My week has been a rough one since Monday evening. Even today, the calls and texts kept coming and at one point I had to step away from my desk to walk off my anger.  At another point, there was no time to choose my reaction after a call and I was again a victim to anger that wasn't mine, but it broke over and around me and I sat in stunned silence.  The tears came without warning but I was sitting in my corner without an audience and grateful for the time of day when others around me had left for the day.  I blinked away those tears because the timing still wasn't right. At one point today I stepped into the tail of familiar scent.  Immediately the smell was a trail to a name that became a soothing repeated track that echoed through my mind like an anchor holding me still in choppy waters.

Tonight there was a call to my sister.  I whined to her.  We talked.  I complained some more.  She understood.  She felt like home.  I made her laugh.  It was terrific.

There was retail therapy and deep discounts.  My Victoria's Secret matching set came with 4 extra panties and was $26 on my shiny black and gold card.  Dinner also came with a discount and a Scooby Snack and a familiar face that I was really happy to see.

Sometimes I feel like I need the catharsis of a deep cry.  It still has not yet come.
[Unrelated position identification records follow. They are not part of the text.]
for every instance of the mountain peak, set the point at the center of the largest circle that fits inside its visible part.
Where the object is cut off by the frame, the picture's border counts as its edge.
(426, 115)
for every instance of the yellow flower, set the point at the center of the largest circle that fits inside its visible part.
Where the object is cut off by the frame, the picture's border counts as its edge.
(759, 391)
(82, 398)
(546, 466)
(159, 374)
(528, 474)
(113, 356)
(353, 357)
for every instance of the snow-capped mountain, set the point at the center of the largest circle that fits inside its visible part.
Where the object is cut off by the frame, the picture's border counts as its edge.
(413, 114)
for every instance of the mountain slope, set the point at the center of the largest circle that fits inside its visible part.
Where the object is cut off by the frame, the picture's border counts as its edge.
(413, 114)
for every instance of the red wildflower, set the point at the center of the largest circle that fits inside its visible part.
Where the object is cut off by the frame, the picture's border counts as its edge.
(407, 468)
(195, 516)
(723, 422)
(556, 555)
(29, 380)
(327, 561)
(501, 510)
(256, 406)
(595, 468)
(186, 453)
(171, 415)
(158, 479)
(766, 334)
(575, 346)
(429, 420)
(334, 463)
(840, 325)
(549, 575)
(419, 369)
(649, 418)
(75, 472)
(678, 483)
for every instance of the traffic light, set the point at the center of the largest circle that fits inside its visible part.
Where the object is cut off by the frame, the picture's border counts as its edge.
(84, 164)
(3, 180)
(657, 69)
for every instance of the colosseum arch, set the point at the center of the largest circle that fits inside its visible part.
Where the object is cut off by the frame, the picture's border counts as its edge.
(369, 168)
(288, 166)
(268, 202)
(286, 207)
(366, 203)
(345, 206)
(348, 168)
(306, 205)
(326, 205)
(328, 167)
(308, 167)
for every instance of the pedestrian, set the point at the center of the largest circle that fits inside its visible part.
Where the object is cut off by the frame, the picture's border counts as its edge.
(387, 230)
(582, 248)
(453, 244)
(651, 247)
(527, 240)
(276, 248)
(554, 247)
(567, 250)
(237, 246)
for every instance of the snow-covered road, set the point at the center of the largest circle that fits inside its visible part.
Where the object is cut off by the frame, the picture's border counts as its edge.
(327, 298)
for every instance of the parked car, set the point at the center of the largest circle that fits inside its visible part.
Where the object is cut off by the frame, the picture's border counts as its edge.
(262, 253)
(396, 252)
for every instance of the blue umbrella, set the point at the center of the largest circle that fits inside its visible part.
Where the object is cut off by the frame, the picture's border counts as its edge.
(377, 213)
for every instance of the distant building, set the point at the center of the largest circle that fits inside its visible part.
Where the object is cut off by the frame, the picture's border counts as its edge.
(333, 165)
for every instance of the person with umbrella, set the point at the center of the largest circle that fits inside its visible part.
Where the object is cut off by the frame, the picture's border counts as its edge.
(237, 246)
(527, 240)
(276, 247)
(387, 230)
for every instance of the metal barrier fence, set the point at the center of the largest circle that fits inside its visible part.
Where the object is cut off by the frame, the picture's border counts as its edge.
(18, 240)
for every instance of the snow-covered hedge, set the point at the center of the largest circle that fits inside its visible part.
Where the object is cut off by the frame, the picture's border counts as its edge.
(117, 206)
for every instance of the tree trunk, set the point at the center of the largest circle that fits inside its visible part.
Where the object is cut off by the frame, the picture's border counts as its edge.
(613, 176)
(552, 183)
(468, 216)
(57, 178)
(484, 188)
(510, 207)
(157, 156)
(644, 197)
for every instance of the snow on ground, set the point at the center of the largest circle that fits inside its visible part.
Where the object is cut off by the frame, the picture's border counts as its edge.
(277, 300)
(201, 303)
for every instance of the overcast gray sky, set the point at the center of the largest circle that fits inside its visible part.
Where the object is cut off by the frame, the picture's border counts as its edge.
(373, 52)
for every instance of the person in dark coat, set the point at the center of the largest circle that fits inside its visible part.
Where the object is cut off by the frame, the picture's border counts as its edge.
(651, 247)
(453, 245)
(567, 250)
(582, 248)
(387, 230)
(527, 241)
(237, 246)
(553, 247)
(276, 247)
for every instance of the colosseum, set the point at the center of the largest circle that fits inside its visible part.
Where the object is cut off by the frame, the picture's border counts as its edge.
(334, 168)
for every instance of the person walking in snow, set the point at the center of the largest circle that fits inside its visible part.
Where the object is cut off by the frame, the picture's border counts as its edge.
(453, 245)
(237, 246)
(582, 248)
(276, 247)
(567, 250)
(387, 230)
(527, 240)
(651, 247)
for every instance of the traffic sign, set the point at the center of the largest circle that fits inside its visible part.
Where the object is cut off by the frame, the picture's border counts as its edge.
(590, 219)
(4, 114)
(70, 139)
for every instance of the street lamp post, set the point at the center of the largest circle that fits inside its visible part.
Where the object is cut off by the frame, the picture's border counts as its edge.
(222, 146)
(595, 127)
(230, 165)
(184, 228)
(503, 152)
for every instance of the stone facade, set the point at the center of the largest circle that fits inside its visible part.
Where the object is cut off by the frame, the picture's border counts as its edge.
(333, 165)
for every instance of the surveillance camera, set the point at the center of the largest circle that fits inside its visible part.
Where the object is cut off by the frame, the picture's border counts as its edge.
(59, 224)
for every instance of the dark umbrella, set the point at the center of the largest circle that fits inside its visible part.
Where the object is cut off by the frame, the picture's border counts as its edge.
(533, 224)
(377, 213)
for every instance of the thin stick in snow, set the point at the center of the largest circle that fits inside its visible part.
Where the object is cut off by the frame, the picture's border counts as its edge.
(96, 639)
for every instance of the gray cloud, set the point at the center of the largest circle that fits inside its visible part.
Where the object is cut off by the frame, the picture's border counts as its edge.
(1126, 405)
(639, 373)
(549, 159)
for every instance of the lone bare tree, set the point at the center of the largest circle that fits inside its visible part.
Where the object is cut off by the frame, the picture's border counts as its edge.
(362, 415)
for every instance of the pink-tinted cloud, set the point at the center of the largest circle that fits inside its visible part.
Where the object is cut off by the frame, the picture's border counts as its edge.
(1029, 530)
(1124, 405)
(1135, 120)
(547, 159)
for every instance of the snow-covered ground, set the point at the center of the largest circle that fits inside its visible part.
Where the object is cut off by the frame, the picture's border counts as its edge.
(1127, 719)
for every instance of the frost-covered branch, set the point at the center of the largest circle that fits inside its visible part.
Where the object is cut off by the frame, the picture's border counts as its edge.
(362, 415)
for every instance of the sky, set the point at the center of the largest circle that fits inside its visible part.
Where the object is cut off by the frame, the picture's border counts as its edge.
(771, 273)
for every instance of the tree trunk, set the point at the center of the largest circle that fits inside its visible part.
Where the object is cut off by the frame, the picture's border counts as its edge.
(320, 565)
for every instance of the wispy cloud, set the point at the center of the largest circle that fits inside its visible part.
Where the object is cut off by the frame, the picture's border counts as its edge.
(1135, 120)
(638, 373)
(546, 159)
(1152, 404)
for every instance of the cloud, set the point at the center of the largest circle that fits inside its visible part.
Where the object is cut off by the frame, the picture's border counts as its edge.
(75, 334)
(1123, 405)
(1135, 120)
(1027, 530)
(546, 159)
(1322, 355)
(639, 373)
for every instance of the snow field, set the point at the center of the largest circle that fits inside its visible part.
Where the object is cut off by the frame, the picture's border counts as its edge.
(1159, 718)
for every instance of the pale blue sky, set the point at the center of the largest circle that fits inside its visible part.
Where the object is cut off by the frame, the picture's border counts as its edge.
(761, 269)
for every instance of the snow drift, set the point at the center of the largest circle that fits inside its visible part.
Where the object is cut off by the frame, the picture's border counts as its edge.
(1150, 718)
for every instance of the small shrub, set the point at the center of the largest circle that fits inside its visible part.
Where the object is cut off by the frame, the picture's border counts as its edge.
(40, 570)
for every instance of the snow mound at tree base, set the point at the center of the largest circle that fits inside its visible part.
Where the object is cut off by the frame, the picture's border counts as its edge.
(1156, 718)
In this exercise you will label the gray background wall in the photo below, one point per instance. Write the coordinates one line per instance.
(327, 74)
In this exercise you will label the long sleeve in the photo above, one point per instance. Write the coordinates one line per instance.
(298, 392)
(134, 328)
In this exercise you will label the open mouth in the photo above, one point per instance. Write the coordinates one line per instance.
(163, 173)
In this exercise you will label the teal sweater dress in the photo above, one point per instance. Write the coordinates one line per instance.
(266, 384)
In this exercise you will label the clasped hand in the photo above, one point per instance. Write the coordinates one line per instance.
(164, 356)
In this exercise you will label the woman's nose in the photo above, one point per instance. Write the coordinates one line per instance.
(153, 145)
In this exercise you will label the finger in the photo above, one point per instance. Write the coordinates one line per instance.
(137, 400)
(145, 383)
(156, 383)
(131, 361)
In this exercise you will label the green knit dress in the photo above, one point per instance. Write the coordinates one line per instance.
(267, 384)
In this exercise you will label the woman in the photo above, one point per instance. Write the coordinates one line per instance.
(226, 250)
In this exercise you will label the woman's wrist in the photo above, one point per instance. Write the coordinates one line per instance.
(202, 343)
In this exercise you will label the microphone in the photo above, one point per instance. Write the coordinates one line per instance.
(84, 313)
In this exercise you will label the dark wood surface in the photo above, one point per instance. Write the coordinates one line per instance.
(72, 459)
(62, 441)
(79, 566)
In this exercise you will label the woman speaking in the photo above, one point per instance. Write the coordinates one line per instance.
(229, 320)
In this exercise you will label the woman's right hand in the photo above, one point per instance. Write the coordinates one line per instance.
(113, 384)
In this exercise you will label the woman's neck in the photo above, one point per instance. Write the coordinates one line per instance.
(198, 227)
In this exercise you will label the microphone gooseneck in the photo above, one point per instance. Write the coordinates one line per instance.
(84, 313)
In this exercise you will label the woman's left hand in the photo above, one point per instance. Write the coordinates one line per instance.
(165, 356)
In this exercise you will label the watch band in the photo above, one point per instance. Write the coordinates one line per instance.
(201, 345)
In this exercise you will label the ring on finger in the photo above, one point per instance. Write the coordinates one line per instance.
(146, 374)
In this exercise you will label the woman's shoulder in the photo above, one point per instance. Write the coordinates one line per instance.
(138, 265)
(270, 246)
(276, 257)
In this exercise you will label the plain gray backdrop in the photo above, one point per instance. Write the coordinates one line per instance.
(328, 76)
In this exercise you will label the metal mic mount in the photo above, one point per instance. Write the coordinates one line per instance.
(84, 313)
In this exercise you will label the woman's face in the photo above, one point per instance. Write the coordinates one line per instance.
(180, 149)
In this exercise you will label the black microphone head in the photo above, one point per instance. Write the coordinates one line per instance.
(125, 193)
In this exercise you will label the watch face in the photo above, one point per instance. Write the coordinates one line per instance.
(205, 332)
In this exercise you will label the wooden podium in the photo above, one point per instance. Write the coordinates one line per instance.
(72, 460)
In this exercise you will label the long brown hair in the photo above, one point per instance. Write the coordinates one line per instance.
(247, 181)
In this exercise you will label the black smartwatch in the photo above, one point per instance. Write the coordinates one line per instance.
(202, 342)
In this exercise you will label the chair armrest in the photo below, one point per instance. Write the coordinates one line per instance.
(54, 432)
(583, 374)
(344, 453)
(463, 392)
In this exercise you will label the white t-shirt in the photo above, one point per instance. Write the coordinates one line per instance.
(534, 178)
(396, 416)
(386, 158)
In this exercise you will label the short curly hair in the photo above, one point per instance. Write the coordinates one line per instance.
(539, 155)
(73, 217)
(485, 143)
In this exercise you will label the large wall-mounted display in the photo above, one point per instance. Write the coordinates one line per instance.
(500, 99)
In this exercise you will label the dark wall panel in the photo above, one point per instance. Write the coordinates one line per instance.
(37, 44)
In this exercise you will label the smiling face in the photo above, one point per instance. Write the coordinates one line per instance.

Last night the plan was to go out on my front porch with the rushing sounds of flowing water from the pond I built and let run over with plants, and cry silently under moonlight out of sight of my kids.  I received a random text message instead and my snark demon came out.

It never fails when I'm at a more vulnerable point and I'm emotionally bottomed out, a random person from my online dating phase will get lonely and bored, and he won't realize I was passing on his offer, even if I tell him directly so I become mean and friendly, drawing him in before cutting him down. I haven't decided why I haven't blocked him yet, but I'm leaning toward how fun he is to mess with.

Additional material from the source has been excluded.